Imagine the following scenario. ABC Corp. is a closely-held corporation with three shareholders, who are also employees: Andrews, Bentley, and Coburn. Each shareholder has 100 shares and each has an “c-level” officer position within the company.
Years pass and a froideur develops between Andrews and Bentley on the one hand and Coburn on the other. On management decisions and as a shareholder, Coburn is always outvoted by the other two. Coburn wants to get out of the company but, to do so, must find some Good Samaritan willing to purchase his shares in the company. Unfortunately, no one wants to sign up for finding himself in Coburn’s predicament and he cannot find a buyer.
If the ABC Corp. shareholders agreement had what is known as a shotgun provision, Coburn would have a way out of this nightmare scenario. A shotgun provision provides that, upon some triggering event (the author offers his sincere apology for this pun, which he desperately wished to avoid) the departing shareholder must either buy out the other shareholders or be bought out by them at the same price and on the same terms, whether he’s buying or selling.

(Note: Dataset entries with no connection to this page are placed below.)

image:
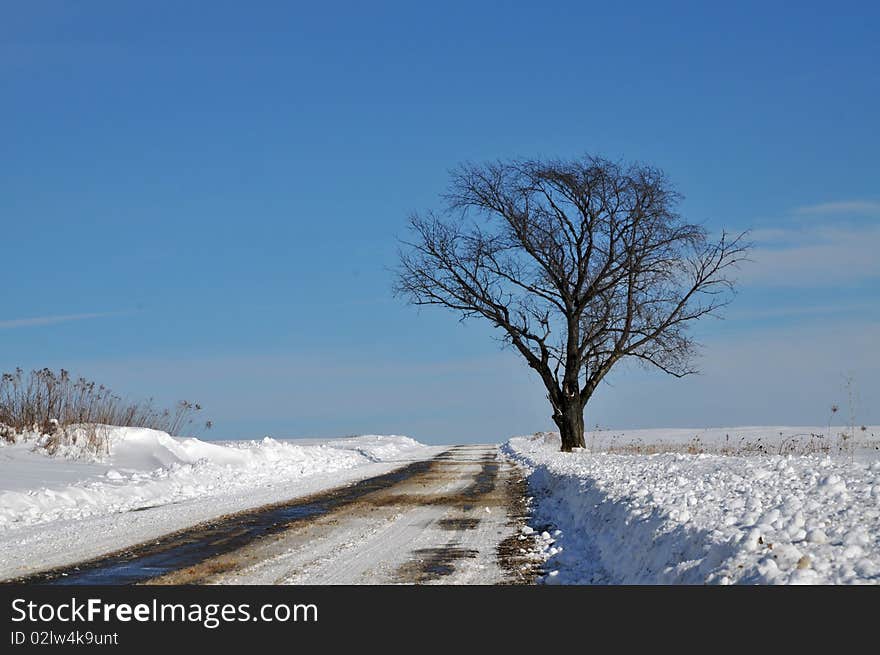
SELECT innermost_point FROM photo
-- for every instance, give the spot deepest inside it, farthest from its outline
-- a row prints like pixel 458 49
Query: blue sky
pixel 201 200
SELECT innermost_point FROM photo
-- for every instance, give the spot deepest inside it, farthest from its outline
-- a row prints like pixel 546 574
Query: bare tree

This pressures the parties toward the middle, preventing Andrews and Bentley from keeping Coburn chained to the company, while insulating Andrews and Bentley from having to pay Coburn a king’s ransom and cripple the company.
In this way, the shotgun provision allows the party or parties that most value control of the company to retain it and to do so without a protracted period of contentious negotiation or litigation. A shotgun provision is, accordingly, a valuable tool for shareholders in closely-held corporation.